The Concept of "Play"

2 November 2025

The idea for this blog came to me on a helper-less Sunday when the dishes seemed to multiply faster than my patience fractioned. My husband sat playing cards with the kids and kept calling me to play, as if the dishes would wash themselves. My little one left their game, ran to me, unfolded the height-gaining stool and had the time of her life "helping Mummy".

Close your eyes and picture a child at play 200 years ago. What do you see? A playroom with the child surrounded by toys? Or a 5-year-old standing on a stool beside their mother, "playing" with a small batch of bread dough. Or a 7-year-old trailing their father to the barn, carrying a bucket half their size, feeling proud at being trusted with real work?

Here's my theory: we've fundamentally misunderstood what play actually is. Play didn't originally mean ESCAPE FROM REALITY. It meant ENGAGEMENT WITH REALITY, but with added smiles (sometimes through clenched teeth), patience (loads!), and human connection.

In the past, "playing with your child" meant inviting them into your world. The work of running a household or a farm: kneading bread, mending fences, gathering eggs, sorting seeds, churning butter. Each activity developed different fine and gross motor skills and taught simple problem-solving.

And children are natural mimics. They want to do what the adults around them are doing. They crave competence and contribution. "Can you count how many potatoes we've picked?" was a game. And the crucial difference is that IT MATTERED. The child knew they were helping, they were needed, and they grew into capable human beings.

Then everything changed.

"Work" moved outside the home and became more specialised and less child-accessible. Rewards became monetary, and foundational work was outsourced. We created a separate category called "children's activities." Play became its own industry (monetised, I will add for emphasis). First came structured games like Monopoly, Checkers, and card games. These had rules, winners, losers, and definite endpoints. They served a purpose: teaching strategy, patience, and social skills.

But notice what was lost: the work wasn't real anymore. You were moving fake money around a board, not learning to actually manage household resources. Then games became even more abstract. Uno, video games, and now Roblox. Each iteration requires less human intervention and physical skill. A child can play for hours without a single adult interaction, without developing any practical capability, without producing anything tangible.

What have we normalised? The idea that children need to be entertained and diverted, kept busy with activities designed specifically for them, in spaces designed specifically for them, consuming content designed specifically for them.

Now, before you accuse me of being some productivity-obsessed taskmaster who wants to turn childhood into a joyless grind (perhaps I am and this write-up is me trying to justify it), I want you to think about it. This is about recognising that humans of all ages need to feel useful. We need to build real skills, solve real problems, and contribute to something that matters. Children aren't exempt from this need.

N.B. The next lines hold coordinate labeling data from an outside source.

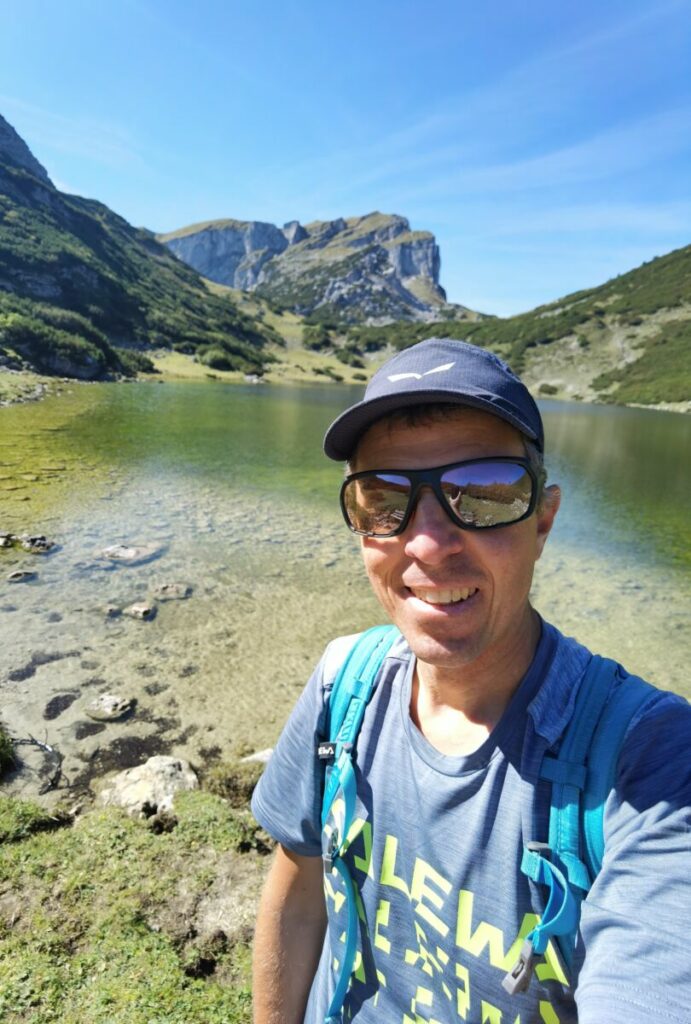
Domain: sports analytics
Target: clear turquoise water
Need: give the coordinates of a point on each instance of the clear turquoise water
(230, 483)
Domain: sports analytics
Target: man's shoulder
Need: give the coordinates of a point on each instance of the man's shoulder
(555, 702)
(339, 648)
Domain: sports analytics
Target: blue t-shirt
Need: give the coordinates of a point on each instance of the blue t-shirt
(435, 853)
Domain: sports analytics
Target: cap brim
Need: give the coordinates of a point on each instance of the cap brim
(342, 437)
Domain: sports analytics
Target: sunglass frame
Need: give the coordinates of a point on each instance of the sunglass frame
(431, 477)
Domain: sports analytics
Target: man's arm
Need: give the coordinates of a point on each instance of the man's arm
(289, 937)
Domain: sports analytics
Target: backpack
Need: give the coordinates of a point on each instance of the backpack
(581, 774)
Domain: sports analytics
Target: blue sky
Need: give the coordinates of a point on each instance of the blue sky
(547, 145)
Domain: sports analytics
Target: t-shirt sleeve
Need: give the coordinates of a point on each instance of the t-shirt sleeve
(635, 922)
(287, 801)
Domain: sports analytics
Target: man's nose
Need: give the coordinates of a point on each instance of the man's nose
(431, 536)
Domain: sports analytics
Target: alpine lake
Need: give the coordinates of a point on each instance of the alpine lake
(226, 487)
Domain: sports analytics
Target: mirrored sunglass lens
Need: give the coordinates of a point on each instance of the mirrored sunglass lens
(487, 494)
(376, 503)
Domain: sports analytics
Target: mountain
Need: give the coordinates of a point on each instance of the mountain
(625, 341)
(83, 293)
(346, 270)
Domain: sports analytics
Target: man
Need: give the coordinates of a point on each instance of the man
(446, 488)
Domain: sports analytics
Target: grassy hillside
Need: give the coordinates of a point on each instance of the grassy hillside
(77, 283)
(106, 922)
(628, 340)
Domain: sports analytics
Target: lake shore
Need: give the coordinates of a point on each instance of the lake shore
(292, 367)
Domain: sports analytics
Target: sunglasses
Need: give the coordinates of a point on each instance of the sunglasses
(481, 494)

When we involve kids in real work like cooking an actual meal, or organising an actual closet, or planting an actual garden, we're not stealing their childhood. We're giving them something video games don't: the satisfaction of competence, the joy of working alongside someone they love, and the knowledge that they're capable.

When children grow up experiencing meaningful work as fun collaboration, they become adults who can find satisfaction in daily tasks, who can use their hands to solve practical problems, and who can work with others towards common goals.

But here's the uncomfortable truth: when adults are outsourcing everything (cooking, cleaning, home repairs, yard work) and when housework and groundwork are considered backward rather than foundational, and we're so far removed from any semblance of self-sufficiency... how exactly are we the adults in the game of life?

But that's a topic for another blog post.